As such, I’m pasting some recent comments I made on a post on Jason Dowdell’s Marketing Shift blog post, entitled “Cookies vs Flash for Client Side Storage“.

Cookies vs. Server Logs in Tracking

I agree with Eric’s comment. In fact, I’ve seen even greater than a 25% difference in the few large-sample-size cases I’ve studied. More like 30-45% in some instances when comparing a basic log file record versus cookie-based client side tracking.

I just switched over one site last week that gets between 6,000 and 12,000 unique visitors per day, depending upon which method you go by. The difference really was that big, which surprised me – right about a 45% lower figure with the cookies vs. the log files only. When I looked at the log files I could indeed account for maybe 20-40% of that difference as search engine bots and spiders, but couldn’t really figure out the rest.

In using the same two measurements on another fairly large site about 6 months ago I noticed a 35-40% difference – that much lower with the cookie tracking.
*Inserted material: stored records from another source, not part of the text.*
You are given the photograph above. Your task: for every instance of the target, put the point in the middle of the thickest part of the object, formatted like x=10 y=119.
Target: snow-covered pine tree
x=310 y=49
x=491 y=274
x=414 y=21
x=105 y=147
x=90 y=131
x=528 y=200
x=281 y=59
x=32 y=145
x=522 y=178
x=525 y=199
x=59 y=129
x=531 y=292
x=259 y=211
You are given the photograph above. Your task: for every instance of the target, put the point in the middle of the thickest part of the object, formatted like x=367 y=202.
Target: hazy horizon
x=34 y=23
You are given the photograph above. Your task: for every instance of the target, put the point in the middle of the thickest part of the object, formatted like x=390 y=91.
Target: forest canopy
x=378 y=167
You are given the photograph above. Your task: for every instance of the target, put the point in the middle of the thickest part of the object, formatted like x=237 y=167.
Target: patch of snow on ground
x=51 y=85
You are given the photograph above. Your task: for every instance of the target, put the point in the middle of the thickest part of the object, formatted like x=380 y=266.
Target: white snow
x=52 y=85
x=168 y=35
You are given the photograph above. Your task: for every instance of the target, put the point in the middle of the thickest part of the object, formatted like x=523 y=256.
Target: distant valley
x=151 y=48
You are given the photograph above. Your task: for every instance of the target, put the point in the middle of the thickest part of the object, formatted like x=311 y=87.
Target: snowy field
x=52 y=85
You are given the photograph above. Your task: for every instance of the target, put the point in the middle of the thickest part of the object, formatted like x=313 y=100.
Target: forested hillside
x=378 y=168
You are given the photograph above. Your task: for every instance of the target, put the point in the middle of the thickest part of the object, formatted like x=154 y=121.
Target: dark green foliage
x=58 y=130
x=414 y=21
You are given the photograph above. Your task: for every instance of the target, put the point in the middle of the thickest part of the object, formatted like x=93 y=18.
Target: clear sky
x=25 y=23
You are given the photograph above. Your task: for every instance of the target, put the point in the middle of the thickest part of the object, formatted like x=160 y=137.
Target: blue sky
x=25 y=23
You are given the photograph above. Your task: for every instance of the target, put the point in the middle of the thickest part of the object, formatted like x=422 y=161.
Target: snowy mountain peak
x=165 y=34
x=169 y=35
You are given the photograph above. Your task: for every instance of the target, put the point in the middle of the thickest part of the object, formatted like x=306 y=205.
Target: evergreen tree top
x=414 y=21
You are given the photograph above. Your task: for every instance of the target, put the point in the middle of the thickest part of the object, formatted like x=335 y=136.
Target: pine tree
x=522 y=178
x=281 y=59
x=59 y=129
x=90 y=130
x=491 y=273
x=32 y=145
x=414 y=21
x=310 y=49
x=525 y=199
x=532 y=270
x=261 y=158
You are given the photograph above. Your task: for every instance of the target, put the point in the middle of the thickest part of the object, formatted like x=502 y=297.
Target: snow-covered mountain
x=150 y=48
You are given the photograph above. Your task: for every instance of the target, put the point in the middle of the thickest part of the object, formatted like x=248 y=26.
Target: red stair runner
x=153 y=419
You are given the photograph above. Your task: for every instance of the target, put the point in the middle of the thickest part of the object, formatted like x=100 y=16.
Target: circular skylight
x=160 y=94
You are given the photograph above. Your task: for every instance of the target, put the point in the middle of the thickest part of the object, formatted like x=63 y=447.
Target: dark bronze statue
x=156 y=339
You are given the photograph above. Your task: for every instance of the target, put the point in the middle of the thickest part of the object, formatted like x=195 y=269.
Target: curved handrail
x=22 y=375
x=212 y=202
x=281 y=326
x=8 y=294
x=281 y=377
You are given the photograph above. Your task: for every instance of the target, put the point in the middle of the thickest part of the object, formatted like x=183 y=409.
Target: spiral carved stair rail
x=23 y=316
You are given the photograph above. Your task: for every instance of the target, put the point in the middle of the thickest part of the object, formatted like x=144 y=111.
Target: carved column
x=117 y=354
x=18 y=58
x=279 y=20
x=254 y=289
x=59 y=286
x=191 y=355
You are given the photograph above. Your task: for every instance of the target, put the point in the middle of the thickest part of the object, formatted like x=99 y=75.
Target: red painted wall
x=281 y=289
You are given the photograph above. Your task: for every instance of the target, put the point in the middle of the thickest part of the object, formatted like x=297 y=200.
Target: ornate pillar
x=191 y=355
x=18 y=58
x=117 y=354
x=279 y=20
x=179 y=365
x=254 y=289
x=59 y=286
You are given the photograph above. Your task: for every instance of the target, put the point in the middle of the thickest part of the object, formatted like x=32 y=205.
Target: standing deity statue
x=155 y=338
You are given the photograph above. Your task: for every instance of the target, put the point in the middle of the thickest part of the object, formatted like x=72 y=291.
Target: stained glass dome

I also used the cookie tracking to measure actual sales, (which is a metric we actually know for sure, for benchmark purposes) and it was only off by 3-4%.

Thus, its my experience that cookie methods (client side data collection) might be off in their accuracy from the “real” number of visitors by maybe 5% or so (understating totals), but log-file only (in my case I’m using this to me logs compiled from requests to the server, not client side data) methods seem to overstate traffic by as much at 40% in some cases. That’s almost too high to be even moderately meaningful!